Will Javier Milei's victory lead to a cultural change in the country in line with its ultra-capitalist ideology? Can it transform electoral support into effective institutional power? Will this new right, product of the assembly of libertarians and macristas, be able to govern “normally”?

If Milei gave the surprise to Together for Change, he, however, depended on Mauricio Macri and Patricia Bullrich to obtain votes for the second round. Javier Milei won the presidency; Mauricio Macri gained political power. Can he make the radical adjustment he promised? How strong will the resistance be – from unions and social movements – against a government that will be very far to the right of Mauricio Macri (2015-2019) and that promises shock therapy?
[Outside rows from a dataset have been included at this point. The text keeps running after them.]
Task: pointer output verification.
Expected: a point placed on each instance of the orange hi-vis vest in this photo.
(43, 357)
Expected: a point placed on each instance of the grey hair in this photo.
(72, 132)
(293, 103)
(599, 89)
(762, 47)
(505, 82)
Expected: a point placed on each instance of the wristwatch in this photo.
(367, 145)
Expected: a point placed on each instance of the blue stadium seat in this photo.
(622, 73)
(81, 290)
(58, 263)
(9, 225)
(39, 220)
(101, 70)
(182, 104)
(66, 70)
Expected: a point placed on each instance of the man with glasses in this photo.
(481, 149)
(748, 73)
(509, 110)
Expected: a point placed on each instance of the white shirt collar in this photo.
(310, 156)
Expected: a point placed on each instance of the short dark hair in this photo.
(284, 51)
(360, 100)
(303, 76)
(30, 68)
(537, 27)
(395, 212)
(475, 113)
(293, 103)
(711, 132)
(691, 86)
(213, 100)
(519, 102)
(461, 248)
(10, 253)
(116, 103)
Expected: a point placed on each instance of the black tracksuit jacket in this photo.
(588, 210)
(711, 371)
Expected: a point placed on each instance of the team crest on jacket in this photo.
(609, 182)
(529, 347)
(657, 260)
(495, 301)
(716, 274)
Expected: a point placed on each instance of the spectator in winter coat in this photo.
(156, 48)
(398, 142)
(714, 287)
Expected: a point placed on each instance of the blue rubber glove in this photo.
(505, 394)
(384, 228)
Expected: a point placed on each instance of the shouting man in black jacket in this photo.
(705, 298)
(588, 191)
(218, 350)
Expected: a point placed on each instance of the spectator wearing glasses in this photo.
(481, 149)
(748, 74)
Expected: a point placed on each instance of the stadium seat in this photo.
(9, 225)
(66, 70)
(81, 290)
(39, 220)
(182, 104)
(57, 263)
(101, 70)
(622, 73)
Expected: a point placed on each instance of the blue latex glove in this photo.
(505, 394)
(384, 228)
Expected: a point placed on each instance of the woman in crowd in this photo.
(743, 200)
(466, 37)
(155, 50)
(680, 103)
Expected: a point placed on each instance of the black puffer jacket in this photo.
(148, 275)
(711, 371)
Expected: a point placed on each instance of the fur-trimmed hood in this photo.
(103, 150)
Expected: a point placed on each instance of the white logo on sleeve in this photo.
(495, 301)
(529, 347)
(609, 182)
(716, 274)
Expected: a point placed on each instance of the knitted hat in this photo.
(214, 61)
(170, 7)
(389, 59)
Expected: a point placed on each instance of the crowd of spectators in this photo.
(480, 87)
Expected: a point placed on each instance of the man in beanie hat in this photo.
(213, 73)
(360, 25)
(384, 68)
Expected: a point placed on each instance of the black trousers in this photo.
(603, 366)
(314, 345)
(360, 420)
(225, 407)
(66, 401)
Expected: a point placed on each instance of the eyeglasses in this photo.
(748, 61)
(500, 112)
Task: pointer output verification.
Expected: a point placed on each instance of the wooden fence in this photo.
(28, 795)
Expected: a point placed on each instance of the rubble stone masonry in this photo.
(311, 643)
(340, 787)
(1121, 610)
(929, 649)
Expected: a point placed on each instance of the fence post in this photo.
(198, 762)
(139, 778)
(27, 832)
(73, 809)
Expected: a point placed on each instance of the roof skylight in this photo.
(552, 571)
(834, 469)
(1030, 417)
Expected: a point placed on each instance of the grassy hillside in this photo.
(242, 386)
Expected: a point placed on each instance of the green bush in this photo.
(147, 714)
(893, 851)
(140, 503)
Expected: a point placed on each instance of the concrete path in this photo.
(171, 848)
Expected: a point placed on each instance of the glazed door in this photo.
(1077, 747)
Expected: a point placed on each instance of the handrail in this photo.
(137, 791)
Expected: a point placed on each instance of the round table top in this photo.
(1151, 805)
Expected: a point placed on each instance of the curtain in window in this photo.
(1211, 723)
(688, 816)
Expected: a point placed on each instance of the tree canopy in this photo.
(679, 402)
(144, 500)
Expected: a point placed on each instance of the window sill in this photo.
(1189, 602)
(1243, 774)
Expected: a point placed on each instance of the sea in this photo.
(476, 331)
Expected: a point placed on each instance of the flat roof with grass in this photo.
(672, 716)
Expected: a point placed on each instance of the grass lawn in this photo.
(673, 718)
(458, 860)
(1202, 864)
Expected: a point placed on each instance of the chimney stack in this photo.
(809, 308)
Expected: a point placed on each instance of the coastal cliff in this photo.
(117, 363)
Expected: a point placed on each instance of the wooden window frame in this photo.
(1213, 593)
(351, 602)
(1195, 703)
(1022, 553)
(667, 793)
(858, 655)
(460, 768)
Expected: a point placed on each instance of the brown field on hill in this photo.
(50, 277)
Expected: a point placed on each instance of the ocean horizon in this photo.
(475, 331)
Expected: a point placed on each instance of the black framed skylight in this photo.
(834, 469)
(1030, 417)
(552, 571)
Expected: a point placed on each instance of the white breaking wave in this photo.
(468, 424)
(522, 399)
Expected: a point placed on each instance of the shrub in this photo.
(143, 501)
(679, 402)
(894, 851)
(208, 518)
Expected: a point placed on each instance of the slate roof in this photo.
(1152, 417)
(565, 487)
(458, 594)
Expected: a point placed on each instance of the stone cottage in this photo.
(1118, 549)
Will Javier Milei be able to build a social base to support his reforms?

After 22pm on Sunday, November 19th, the president-elect recovered the tone of the barricade and made history in front of his followers. There he presented himself as the “first liberal-libertarian president in the history of humanity”, referred to XNUMXth century liberalism and repeated that in his project there is no place “for lukewarm people”. His followers responded by singing “That they all go away, that there is no one left alone".

*Mariano Schuster is a journalist.

*Pablo Stefanoni He is a professor of history at the National University of San Martín. Author of, among others, books, Has the rebellion become right-wing? (Unicamp Publisher).